Known drug users in Nottinghamshire will be getting to know their local beat officer slightly better in the future, as divisional officers and local beat officers follow the example set by their Dutch counterparts in Offender Management. The initiative aims to reduce the number of drug related offences and encourage drug users to rehabilitate, using local police officers who will ‘Adopt’ known offenders who live in the area.
This is one of a number of early benefits to come from the EU funded Agis research project led by Nottinghamshire Police Authority with support from Nottingham City Council and Nottinghamshire County Council.
The new initiative will see local officers having specific responsibility for known drug offenders in their area. They will encourage them to attend their drug treatment courses (and check that they do) and liaise with education and training providers to see that they are actually taking the courses designed to help them gain employment.
Chief Inspector Colin Martin of Nottinghamshire’s ground-breaking multi-agency Sherwood Project explained a little more about the concept: “We want to see a reduction in volume crimes such as burglary and robbery, which are often carried out to feed a drugs habit.
“We hope that by giving local officers greater involvement with known offenders in this way we will see more people attending their treatment, taking part in training for employment and thereby a reduction in the number of volume crimes.

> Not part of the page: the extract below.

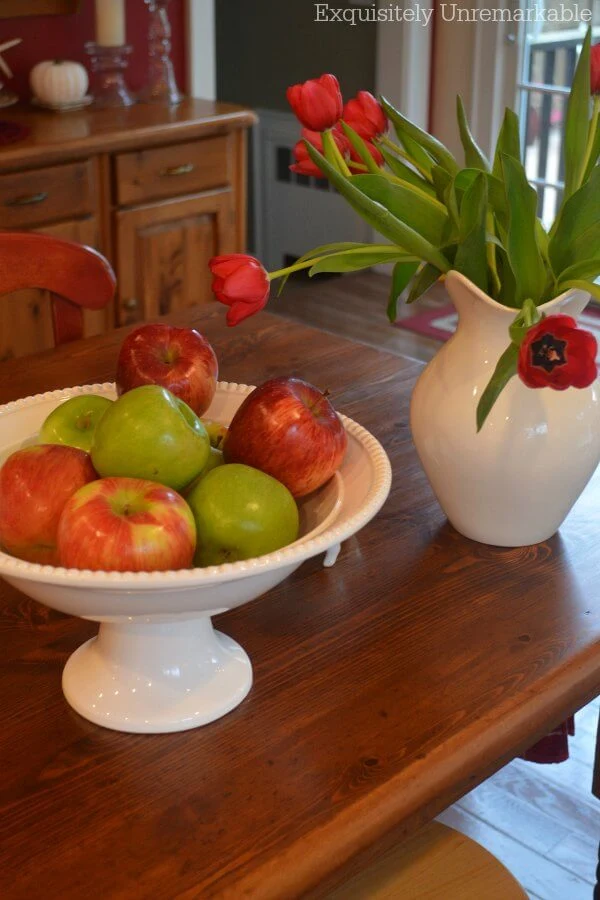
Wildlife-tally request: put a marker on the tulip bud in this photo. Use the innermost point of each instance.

“It would be highly resource intensive for this work to be carried out by officers from the Sherwood Project, but as Neighbourhood Policing continues to roll out across the County we feel that local officers will be in a far better placed to ‘adopt’ local offenders and monitor their rehabilitation progress.
Chairman of Nottinghamshire Police Authority, John Clarke, said: “Having seen how the well idea works in Holland we hope that it will work equally well here, and already trialling the idea in Worksop. This is exactly the sort of benefit that we hoped we would see from the Agis project.
“We are using ideas gained from Poland and Holland while they are learning from us. When the project is completed we feel sure that benefits will be shared on a much wider basis.”